Corte dei Conti boccia il “Ponte” ma Salvini è fiducioso “i lavori partiranno a febbraio”

Con la solita calma zen che lo contraddistingue, Matteo Salvini fa sapere che attende serenamente i rilievi della Corte dei Conti, tanto, a suo dire, basterà rispondere “punto su punto”. Il ministro delle Infrastrutture, dopo l’ennesima riunione sul mitologico Ponte sullo Stretto, ha anche ammesso che avrebbe voluto far partire i cantieri a novembre, ma si slitta a febbraio. Giusto il tempo di farsi trovare pronti… magari per il prossimo decennio.

Sette anni di lavori e 120 mila posti di lavoro

Farò e continuerò a fare tutto il possibile per avviare il cantiere e portarlo a termine”, ha ribadito Salvini. Come se il ponte fosse già una certezza più che un miraggio. Afferma che serviranno solo sette anni di lavori (che, nel linguaggio dei grandi cantieri italiani, equivalgono più o meno a un’era geologica), Poi dice che l’impresa porterà ben 120.000 posti di lavoro: una specie di miracolo occupazionale in salsa padano-sicula. E tutto questo, naturalmente, all’insegna di “speranza, rilancio e dignità”.

C’è chi ha accolto la notizia con piacere

Nel frattempo, dall’altra parte dello Stretto (e dello spettro politico) si brinda. Le opposizioni e i comitati No Ponte festeggiano come dopo una finale vinta ai rigori.
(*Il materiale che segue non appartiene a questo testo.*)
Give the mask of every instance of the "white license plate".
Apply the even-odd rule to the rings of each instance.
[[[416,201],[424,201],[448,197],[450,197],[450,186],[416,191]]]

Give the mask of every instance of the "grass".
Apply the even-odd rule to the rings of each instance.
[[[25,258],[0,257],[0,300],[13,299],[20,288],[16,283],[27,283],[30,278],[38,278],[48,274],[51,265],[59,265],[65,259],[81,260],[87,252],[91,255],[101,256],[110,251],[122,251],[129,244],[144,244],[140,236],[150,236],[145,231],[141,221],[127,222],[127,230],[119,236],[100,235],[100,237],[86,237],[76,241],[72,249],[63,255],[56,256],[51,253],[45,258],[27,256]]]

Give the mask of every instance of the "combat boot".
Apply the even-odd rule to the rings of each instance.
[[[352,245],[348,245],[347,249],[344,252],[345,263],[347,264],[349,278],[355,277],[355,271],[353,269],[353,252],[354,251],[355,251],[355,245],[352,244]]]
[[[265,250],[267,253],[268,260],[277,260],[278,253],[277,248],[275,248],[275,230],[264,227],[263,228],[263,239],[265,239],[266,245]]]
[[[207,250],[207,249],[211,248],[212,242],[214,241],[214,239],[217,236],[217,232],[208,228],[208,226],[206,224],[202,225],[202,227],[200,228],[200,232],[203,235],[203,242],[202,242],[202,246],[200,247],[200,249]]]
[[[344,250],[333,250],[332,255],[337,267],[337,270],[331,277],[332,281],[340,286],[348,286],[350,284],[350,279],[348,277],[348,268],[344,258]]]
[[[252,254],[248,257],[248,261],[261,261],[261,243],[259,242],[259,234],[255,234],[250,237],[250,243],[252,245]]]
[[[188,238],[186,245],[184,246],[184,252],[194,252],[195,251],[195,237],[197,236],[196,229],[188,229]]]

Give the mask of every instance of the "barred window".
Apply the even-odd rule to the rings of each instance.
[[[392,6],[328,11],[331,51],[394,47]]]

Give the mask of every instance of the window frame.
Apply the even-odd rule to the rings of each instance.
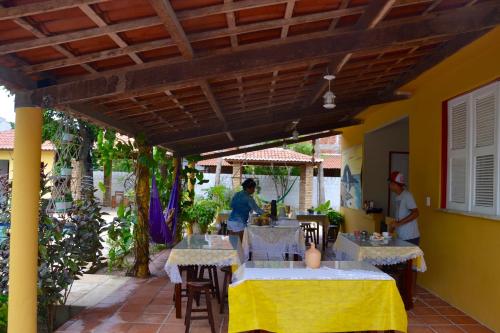
[[[495,132],[493,146],[476,148],[476,99],[482,96],[488,96],[493,93],[495,96]],[[456,153],[451,149],[452,144],[452,108],[461,103],[466,104],[466,178],[465,178],[465,202],[456,203],[451,200],[452,196],[452,170],[451,161],[462,153]],[[468,213],[477,213],[484,215],[500,216],[500,81],[495,80],[482,87],[476,88],[467,93],[451,98],[443,103],[443,139],[442,139],[442,200],[441,208],[463,211]],[[481,153],[481,152],[485,152]],[[485,156],[494,154],[494,175],[493,175],[493,207],[475,206],[475,163],[476,156]]]

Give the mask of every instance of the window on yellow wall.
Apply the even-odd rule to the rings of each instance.
[[[448,101],[447,207],[500,215],[500,84]]]

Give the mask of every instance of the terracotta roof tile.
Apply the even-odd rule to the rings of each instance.
[[[11,150],[14,149],[14,135],[15,131],[7,130],[0,132],[0,149]],[[42,150],[55,150],[54,145],[50,141],[42,143]]]
[[[342,168],[342,156],[341,155],[323,156],[323,168],[324,169],[341,169]]]

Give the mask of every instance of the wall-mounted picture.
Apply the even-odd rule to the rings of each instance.
[[[361,168],[363,147],[355,146],[342,151],[342,178],[340,186],[340,205],[361,209]]]

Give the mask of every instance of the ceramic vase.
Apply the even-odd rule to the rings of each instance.
[[[319,268],[321,266],[321,252],[316,248],[314,243],[306,251],[305,257],[307,268]]]

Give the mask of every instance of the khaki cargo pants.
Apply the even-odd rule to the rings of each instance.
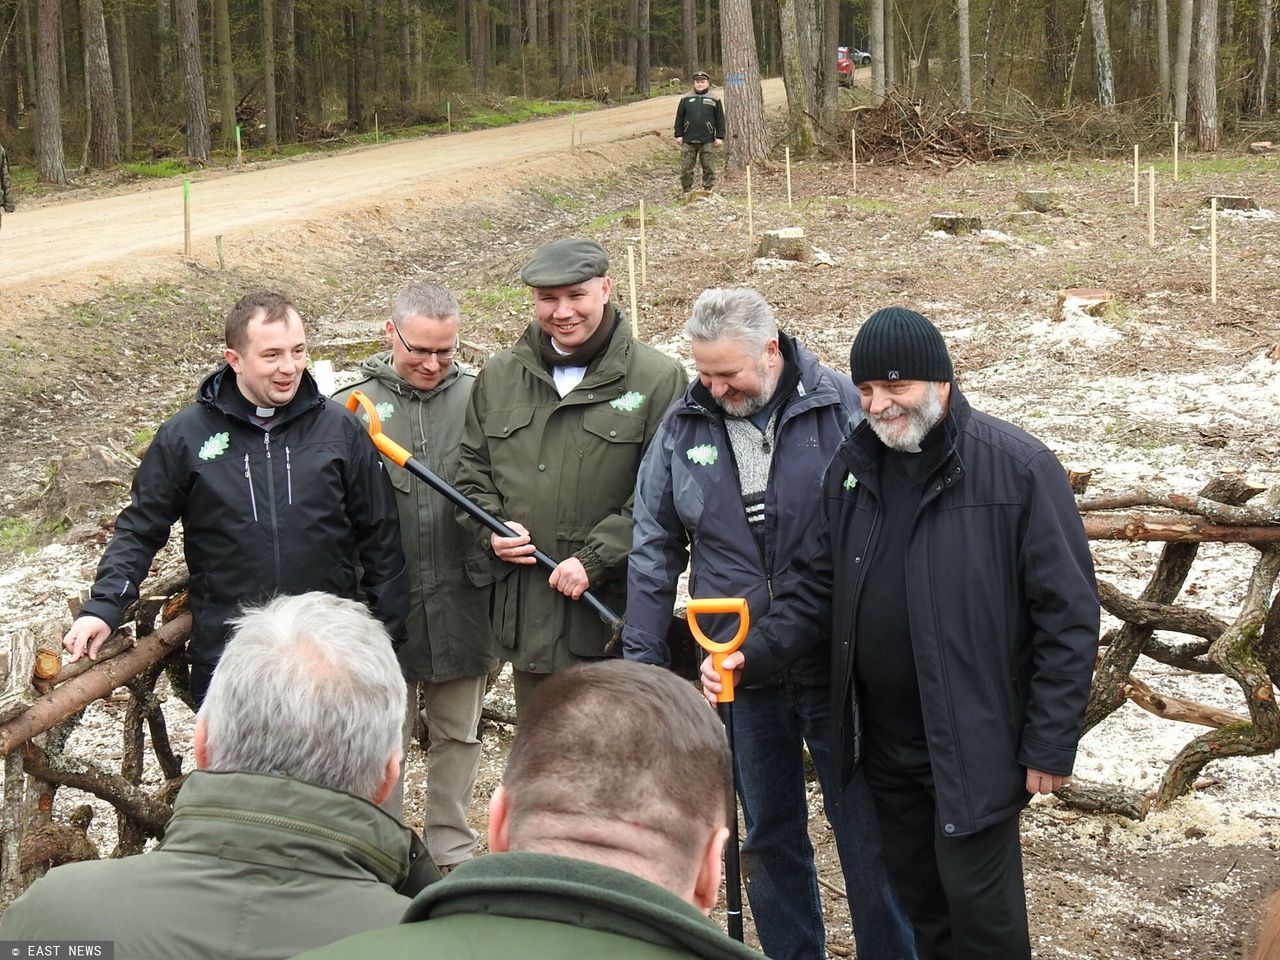
[[[693,171],[698,161],[702,161],[702,189],[710,190],[716,185],[715,164],[720,151],[714,143],[688,143],[680,147],[680,189],[689,192],[693,186]]]

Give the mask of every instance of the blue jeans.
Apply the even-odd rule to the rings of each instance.
[[[889,884],[875,806],[862,772],[841,790],[831,757],[823,686],[789,682],[739,689],[733,704],[734,773],[747,835],[742,872],[760,948],[771,960],[825,960],[818,873],[809,842],[803,744],[835,834],[858,960],[914,960],[911,925]]]

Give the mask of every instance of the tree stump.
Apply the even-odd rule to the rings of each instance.
[[[1036,213],[1054,213],[1062,209],[1062,198],[1052,190],[1019,190],[1017,202],[1019,210]]]
[[[1115,314],[1115,295],[1110,290],[1088,287],[1069,287],[1058,291],[1058,305],[1053,317],[1059,322],[1073,313],[1105,318]]]
[[[1280,153],[1280,147],[1277,147],[1270,140],[1259,140],[1257,143],[1249,144],[1250,153]]]
[[[1280,360],[1280,340],[1276,341],[1276,348],[1267,354],[1271,360]]]
[[[929,217],[929,225],[934,230],[941,230],[943,233],[949,233],[953,237],[960,237],[966,233],[976,233],[981,230],[982,218],[970,216],[967,213],[946,211],[932,214]]]
[[[1238,194],[1210,194],[1204,198],[1204,205],[1209,206],[1214,200],[1218,201],[1219,210],[1257,210],[1258,201],[1253,197],[1245,197]]]
[[[1005,219],[1010,223],[1030,225],[1040,222],[1040,214],[1036,213],[1034,210],[1014,210],[1012,213],[1006,215]]]
[[[808,263],[813,259],[813,248],[804,237],[803,227],[783,227],[764,232],[756,247],[756,258]]]

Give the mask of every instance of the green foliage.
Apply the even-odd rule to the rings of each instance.
[[[520,316],[529,309],[529,288],[499,283],[464,291],[458,299],[464,317]]]
[[[0,556],[35,550],[36,526],[22,517],[0,520]]]
[[[191,165],[181,160],[157,160],[153,163],[122,163],[120,169],[134,177],[175,177],[189,173]]]

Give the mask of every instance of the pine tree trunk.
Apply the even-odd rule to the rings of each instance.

La Corte dei Conti ha infatti messo in pausa la delibera del Cipess che dava il via libera al progetto definitivo. “Una notizia emozionante e che ci ha reso felici”, ha dichiarato Mariella Valbruzzi del Comitato No Ponte, annunciando una manifestazione il 29 novembre a Messina.

Insomma, tra chi sogna un ponte in sette anni e chi brinda a ogni stop come fosse Capodanno, il Ponte sullo Stretto resta fedele alla sua natura. Un’opera ancora tutta da immaginare… e da raccontare.